Она растерла меня от ушей и до ног. И затолкала в постель. И еще навалила на меня что-то тяжелое и непереносимое, вроде перины. Я думал, что на меня въехал танк. Я начал хватать ртом воздух и замахал руками.

– Лежи! – грозно прикрикнула она.

И тогда я уснул. Я подергался, пометался и вдруг уснул.

Болел я неделю. Дней девять. Я просыпался и каждый раз видел эту самую комнату. Теперь я ее разглядел – типичная комнатушка. Коммунальная нора. Без претензий и с колченогим столом посередке. И кровать с никелированными шарами на спинке. Шары смотрели, как пара глаз большого неласкового насекомого. Выпуклые и выдвинутые вперед.

Когда кто-то из них, из женщин, спал на полу (я болел, я спал на кровати), стулья играли в чехарду. Ставились стул на стул. До потолка. Чтоб освободить жизненное пространство. А утром эти стулья так и стояли – стояли подолгу, как задумавшаяся или задремавшая башня. Пока их не расставляли по местам.

Теперь я частенько видел подругу Зины. То бишь хозяйку этой комнаты… А как-то однажды они спали на полу обе сразу. Голова к голове.

– Ого, сколько нас сегодня! – И тут же я захрипел: – Пить, пить!

Мне казалось, что глотка у меня из затвердевшего крахмала. Я боялся, что она лопнет, и хрипел очень тихо.

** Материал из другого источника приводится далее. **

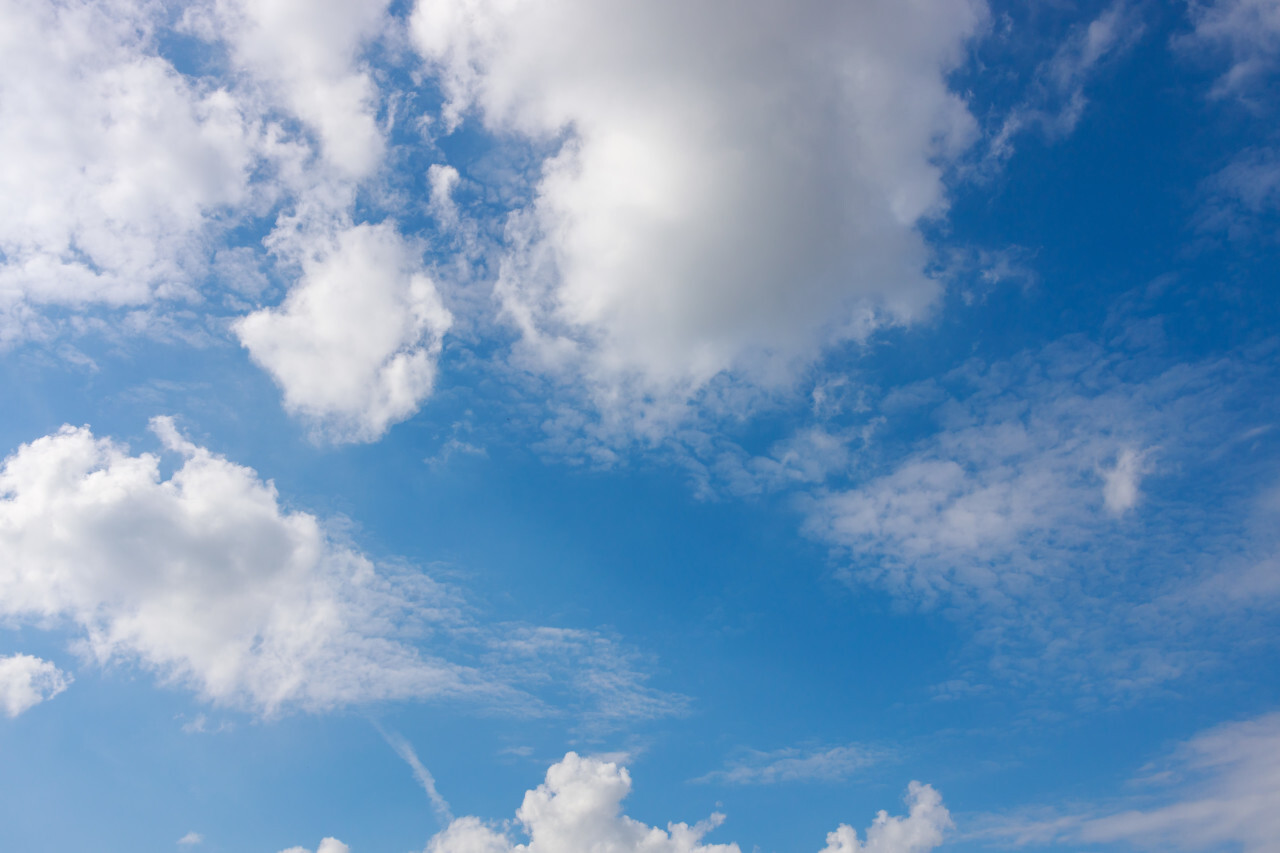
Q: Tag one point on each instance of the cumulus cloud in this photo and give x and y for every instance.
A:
(832, 763)
(122, 162)
(356, 342)
(1223, 788)
(204, 578)
(309, 58)
(327, 845)
(579, 808)
(736, 185)
(27, 680)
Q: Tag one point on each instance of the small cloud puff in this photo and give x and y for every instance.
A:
(327, 845)
(579, 810)
(27, 680)
(1120, 482)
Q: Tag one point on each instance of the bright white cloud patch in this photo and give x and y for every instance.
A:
(204, 578)
(355, 343)
(118, 160)
(201, 576)
(579, 810)
(737, 186)
(1120, 482)
(27, 680)
(327, 845)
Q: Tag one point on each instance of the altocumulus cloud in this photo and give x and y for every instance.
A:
(1223, 788)
(205, 579)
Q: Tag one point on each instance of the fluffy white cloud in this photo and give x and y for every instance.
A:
(1120, 482)
(355, 343)
(119, 160)
(737, 185)
(202, 576)
(1223, 788)
(27, 680)
(205, 579)
(579, 810)
(919, 831)
(307, 56)
(327, 845)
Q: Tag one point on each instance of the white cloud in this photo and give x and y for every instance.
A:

– Оживел, – засмеялась подруга Зины.

Звали ее Нелей. Она была громадная, и Зина рядом с ней лежала как кубик.

– Пить…

– А руку протяни. Чашка рядом.

Я схватил чашку с холодноватым сладким чаем – выпил одним духом.

– Пить…

– Сейчас. – Она встала, она была в комбинации. – Сейчас. – Она принесла воды. – Ого. Время-то семь часов. Зинка, эй! – Она несильно толкнула ее мыском ноги. – Зинк, а ведь работать кому-то пора!

* * *

В другой раз, рано проснувшись, я видел, как они отправляли посылки. Мужьям. Они взвешивали на безмене круги колбасы (там принимался определенный вес), укладывали эту колбасу, как укладывают веревку, а по углам ящика рассовывали носки и варежки. Укладывалась также махорка в пачках. И сухари. Зина мокрой ладонью шлепала по фанерной крышке. И тут же, по мокрому, химическим карандашом выводила адрес.

Я кинулся в больницу. Я был еще ватный, а ноги выделывали кренделя. Иногда бросало в сторону – шага на два или на три.

– Прошу прощения, – говорил я тому, на кого налетал.

И опять говорил. Следующему:

– Прошу прощения.

За эти дни здорово насыпало снегу. Природа не дремала, пока я валялся. Когда меня уносило с тротуара в сторону, мне приходилось топтаться по колено в снегу. Но я уже знал, что не упаду. Я был здоров.

Я вошел в вестибюль. Там было полно народу.

– Снят карантин? – спросил я.

– Нет. И не думают.

Я протолкался к температурному листу. Я замерз и дул себе на пальцы. При этом исподлобья глядел вверх, а там сбоку на листе против фамилии Гальки значилось: «Выписана». У меня хватило мозгов отыскать и посмотреть число.

Два дня назад.

Не помню, как я выбрался из людского столпотворения, – я уже мчался к ней.

* * *

Вот именно. Какой бы день из тех давних дней он ни вспомнил, он так и слышит прозрачную ясность звучания – Я МЧАЛСЯ. Никаких сомнений или отслоений в интонации. Никаких колебаний. Я БЕЖАЛ. Я ЛЮБИЛ. Все четко и ясно.

Прошло несколько лет. Олег повзрослел, он уже – Олег Нестерович. И, как и положено повзрослевшим, Олег Нестерович научился не толкать локтями людей там и сям. Научился понимать и чужих тещ, и своих родственников. Это пришло само, потому что рано или поздно оно приходит. Но исчез задор. Исчезла ясность и четкость голоса. Исчезло нечто.

И вот однажды, как и каждому, ему говорят:

– Ты очень, Олег, переменился. Ты ведь был совсем не такой.